Marie-Hélène Montjean, auteur d’une enquête intitulée « Milieu carcéral et détenus âgés en Martinique »

Mise en ligne : 25 mars 2003

Texte de l'article :

Pour Marie-Hélène Montjean, la prison constitue un monde à part, empli d’interrogations et objet de préjugés. Au cours d’une étude réalisée dans le cadre d’une formation diplômante, cette attachée de direction, responsable de l’action sociale dans une caisse de retraite, a analysé durant sept mois la population carcérale vieillissante du centre pénitentiaire de Ducos (Martinique). Ses conclusions sont le fruit d’entretiens individuels tant auprès des détenus de plus de 60 ans qu’auprès du personnel.

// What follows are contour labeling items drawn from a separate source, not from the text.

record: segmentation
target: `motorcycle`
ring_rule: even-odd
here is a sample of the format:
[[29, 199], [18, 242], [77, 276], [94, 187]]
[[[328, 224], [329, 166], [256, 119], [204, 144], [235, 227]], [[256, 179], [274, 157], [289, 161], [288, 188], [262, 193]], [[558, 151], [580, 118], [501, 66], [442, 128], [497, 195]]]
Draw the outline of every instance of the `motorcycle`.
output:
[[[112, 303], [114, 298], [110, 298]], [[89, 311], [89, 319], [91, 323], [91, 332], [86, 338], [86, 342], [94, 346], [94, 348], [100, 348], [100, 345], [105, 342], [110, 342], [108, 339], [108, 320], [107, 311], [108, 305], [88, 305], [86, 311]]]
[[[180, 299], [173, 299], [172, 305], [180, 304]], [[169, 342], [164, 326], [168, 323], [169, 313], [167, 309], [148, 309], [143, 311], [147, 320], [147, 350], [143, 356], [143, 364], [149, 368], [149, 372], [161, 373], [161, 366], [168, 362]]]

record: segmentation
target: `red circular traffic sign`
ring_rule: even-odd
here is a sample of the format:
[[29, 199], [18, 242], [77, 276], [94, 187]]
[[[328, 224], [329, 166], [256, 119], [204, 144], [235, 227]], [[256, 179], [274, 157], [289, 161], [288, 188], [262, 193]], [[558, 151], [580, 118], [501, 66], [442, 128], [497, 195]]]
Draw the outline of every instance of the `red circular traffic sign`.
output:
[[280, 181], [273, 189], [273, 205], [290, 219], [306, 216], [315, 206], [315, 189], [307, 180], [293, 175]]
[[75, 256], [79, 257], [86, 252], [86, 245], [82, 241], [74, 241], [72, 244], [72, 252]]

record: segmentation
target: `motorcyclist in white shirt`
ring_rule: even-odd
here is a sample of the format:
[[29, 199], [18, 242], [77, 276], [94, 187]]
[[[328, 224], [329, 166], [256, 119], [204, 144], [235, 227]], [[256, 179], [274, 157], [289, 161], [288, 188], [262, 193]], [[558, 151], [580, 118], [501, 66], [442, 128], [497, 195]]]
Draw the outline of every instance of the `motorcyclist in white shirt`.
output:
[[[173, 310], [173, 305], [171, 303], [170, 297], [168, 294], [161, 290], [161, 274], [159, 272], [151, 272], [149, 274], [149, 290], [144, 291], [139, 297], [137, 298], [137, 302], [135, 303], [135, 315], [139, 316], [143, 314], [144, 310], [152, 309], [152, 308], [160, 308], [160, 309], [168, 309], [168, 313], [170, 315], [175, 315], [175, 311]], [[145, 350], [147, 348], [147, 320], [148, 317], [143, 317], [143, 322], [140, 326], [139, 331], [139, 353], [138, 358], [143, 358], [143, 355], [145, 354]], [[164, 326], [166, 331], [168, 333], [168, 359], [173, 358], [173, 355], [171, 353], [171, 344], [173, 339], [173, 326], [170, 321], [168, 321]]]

Les personnes âgées sont-elles nombreuses dans les prisons martiniquaises ?
Marie-Hélène Montjean : La Martinique compte un seul centre pénitentiaire, à Ducos. Cet établissement est opérationnel depuis 1996. Il comptait, au moment de l’étude, près de 530 personnes dont 4,4 % de détenus âgés de plus de 60 ans (soit 25 personnes dont 1 femme), 14 âgés de 60-64 ans, 6 de 65-69 ans, et 5 de 70-75 ans. Ce taux est en augmentation.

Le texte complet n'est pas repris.